The Saudi retail sector, for instance, employed 1.5 million people in 2018. Only 300,000 of those workers were Saudis. Millions of Saudis, especially young ones, will need jobs on the other side of this crisis. In a sense, the current economic pause could offer a reset, paving the way for Saudis to take jobs in sectors where they are underrepresented. That transition would force large numbers of foreign workers to seek employment elsewhere and decrease remittance outflows from the kingdom, which were the third largest in the world in 2018 at around $34 billion USD. However, it would also help address the issue of Saudi unemployment and build political goodwill with the local population.
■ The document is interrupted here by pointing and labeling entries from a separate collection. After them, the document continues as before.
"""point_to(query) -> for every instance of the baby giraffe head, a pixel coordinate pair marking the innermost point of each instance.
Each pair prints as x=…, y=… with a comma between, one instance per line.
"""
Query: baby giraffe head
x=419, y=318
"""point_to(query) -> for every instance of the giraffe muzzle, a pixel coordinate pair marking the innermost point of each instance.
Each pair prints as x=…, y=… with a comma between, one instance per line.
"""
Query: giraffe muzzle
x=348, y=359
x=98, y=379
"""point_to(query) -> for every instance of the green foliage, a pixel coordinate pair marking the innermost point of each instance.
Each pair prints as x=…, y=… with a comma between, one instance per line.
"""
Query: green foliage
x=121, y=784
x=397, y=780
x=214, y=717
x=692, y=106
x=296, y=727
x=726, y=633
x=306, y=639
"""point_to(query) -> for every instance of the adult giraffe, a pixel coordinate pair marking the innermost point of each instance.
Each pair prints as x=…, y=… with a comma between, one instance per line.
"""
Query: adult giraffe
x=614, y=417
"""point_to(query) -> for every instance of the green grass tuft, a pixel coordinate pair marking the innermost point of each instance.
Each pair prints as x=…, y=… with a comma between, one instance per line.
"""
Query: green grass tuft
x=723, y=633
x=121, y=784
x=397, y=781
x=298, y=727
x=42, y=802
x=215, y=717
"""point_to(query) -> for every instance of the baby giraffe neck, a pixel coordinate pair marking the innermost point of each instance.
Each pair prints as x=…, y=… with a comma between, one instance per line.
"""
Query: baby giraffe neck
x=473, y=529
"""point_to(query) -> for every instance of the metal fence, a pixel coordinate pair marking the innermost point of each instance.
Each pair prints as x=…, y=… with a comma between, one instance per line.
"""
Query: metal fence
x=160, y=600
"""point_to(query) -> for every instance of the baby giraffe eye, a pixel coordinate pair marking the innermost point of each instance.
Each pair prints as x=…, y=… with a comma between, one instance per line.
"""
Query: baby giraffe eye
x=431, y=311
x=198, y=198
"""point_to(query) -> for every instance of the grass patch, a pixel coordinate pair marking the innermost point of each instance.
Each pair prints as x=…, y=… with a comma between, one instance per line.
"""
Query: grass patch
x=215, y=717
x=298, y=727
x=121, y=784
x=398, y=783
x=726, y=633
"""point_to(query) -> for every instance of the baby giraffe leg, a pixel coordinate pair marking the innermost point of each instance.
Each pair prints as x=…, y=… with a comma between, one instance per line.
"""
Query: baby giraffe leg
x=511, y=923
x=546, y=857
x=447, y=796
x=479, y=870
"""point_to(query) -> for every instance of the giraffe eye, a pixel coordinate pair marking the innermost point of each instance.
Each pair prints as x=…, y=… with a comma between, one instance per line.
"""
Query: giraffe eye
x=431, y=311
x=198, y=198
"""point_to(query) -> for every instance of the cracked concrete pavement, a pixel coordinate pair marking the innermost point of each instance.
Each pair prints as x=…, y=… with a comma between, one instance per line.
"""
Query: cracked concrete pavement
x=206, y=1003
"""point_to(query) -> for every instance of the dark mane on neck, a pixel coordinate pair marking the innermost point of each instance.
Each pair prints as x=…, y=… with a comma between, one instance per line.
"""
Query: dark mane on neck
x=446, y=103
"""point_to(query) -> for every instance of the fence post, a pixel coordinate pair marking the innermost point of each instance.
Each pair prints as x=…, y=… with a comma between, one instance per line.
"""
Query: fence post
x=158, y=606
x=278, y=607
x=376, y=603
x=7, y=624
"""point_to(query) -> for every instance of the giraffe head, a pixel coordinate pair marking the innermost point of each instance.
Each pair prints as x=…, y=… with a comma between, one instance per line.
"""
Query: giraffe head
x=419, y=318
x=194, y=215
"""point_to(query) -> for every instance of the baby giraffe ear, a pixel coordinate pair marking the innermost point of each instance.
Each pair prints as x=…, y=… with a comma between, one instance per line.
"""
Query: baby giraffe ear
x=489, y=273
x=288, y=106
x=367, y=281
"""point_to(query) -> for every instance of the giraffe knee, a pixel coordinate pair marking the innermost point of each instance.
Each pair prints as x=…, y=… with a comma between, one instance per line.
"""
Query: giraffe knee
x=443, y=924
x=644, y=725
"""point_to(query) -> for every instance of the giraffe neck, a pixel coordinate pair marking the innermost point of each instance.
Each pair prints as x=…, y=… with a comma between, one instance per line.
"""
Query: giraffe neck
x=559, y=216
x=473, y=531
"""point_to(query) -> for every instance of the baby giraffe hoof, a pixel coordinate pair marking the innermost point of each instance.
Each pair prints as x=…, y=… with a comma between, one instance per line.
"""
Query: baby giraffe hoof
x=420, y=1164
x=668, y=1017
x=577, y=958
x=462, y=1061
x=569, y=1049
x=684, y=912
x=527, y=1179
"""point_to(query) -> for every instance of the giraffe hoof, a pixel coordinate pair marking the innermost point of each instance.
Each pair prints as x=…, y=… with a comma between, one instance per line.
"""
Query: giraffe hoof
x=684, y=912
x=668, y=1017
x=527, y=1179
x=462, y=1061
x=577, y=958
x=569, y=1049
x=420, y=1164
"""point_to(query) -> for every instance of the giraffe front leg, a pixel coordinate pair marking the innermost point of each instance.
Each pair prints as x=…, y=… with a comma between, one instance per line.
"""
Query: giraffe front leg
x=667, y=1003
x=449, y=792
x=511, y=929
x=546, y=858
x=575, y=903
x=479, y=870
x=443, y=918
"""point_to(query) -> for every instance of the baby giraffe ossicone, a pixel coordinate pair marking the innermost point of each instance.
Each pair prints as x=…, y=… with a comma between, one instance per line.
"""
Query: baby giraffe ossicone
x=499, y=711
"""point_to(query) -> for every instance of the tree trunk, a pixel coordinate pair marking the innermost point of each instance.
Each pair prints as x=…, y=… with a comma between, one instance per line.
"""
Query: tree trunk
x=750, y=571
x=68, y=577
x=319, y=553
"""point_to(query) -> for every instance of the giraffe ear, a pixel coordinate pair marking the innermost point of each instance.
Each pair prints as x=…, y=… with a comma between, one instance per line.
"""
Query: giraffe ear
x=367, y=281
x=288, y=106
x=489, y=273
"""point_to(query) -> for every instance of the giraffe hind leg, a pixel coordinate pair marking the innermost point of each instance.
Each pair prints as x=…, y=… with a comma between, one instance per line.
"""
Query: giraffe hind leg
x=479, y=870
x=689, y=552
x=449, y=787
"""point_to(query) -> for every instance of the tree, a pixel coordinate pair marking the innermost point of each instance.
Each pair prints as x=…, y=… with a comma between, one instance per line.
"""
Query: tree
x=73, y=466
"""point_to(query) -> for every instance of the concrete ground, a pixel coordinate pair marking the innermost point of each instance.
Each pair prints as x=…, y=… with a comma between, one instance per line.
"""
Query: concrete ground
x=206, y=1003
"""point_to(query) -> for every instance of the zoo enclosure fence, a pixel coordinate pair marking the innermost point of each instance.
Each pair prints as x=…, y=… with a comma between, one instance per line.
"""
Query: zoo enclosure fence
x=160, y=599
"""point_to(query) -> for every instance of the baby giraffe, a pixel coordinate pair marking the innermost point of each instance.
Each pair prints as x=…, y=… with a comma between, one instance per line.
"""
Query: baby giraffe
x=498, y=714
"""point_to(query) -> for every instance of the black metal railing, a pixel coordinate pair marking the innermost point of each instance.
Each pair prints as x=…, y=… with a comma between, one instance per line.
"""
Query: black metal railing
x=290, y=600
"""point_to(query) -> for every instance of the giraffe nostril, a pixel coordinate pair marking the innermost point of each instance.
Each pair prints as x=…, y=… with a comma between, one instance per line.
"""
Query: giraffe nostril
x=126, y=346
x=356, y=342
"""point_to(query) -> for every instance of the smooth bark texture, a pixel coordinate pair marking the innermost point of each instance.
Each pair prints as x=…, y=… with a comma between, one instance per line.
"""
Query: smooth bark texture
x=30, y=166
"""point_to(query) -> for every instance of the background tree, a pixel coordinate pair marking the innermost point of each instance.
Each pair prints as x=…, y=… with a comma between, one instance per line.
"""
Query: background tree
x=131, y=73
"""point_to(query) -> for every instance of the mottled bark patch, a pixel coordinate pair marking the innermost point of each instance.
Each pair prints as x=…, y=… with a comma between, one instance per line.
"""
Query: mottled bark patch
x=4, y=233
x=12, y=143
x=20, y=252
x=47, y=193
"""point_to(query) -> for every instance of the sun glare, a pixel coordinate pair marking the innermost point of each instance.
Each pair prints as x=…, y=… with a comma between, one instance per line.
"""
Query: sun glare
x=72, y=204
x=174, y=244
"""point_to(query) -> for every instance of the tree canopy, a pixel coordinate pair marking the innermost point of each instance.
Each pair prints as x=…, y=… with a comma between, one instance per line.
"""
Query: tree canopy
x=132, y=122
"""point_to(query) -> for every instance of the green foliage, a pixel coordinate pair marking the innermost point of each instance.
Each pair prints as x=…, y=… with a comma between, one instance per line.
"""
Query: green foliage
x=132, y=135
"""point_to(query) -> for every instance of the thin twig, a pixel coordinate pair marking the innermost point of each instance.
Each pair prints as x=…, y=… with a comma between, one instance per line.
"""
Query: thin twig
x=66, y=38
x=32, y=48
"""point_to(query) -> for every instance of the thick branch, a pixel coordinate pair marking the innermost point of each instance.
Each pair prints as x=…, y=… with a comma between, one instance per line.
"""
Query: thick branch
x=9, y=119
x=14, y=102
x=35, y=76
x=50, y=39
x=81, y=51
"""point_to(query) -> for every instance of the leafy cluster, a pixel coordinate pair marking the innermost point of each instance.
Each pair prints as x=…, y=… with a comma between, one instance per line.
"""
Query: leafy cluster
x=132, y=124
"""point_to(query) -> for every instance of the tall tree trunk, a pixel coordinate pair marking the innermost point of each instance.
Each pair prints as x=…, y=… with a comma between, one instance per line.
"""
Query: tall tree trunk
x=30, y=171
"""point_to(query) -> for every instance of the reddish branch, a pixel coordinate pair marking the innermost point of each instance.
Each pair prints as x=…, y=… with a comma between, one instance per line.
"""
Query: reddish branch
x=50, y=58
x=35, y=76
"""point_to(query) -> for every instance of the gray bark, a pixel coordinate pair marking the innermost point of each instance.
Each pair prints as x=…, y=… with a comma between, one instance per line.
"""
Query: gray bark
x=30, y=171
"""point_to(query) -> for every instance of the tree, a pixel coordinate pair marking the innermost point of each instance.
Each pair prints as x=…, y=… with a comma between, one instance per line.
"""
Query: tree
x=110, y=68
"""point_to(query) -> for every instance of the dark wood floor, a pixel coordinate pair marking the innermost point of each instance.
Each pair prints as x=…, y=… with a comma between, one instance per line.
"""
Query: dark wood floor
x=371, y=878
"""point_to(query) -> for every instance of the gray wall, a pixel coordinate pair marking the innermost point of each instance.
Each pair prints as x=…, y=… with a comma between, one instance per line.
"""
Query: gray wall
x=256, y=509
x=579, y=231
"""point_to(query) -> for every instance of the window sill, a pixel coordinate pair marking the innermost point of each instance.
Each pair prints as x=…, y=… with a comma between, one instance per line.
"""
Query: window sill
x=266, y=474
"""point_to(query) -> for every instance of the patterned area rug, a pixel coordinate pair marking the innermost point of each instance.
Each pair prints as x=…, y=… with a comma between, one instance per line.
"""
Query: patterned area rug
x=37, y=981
Meanwhile, the Saudi sovereign wealth fund PIF (Public Investment Fund) has been on a spending spree. Unlike many countries in the Arab world, Saudi Arabia has the resources to spend big and take advantage of good deals in the marketplace. In recent months, PIF increased its U.S. stock holdings from around $2.2 billion in December to $9.8 billion at the end of March. The fund is also in the process of trying to purchase the English soccer team Newcastle United for over $300 million. Although the Saudi economy has been battered, the kingdom still has deep pockets and the ability to be opportunistic during this global recession.
Finally, this crisis may result in increased cooperation between Saudi Arabia and the rest of the GCC, a body that has had limited efficacy. Under the narrative of unprecedented challenges, this would be an ideal time to resolve the Saudi and Emirati-led blockade of Qatar, which has harmed all of the GCC politically and economically. A unified GCC bloc will be far better prepared for managing COVID-19 and low energy prices looking forward.
The Saudi economy can emerge from this period of hardship with refined priorities, a more dynamic private sector, and new jobs for locals. Such a transformation will take time and a rigorous approach, especially since it does not appear that COVID-19 will be solved in a matter of months. But this moment could be a wake-up call that drives important reforms in the Saudi economy and better prepares it for the future.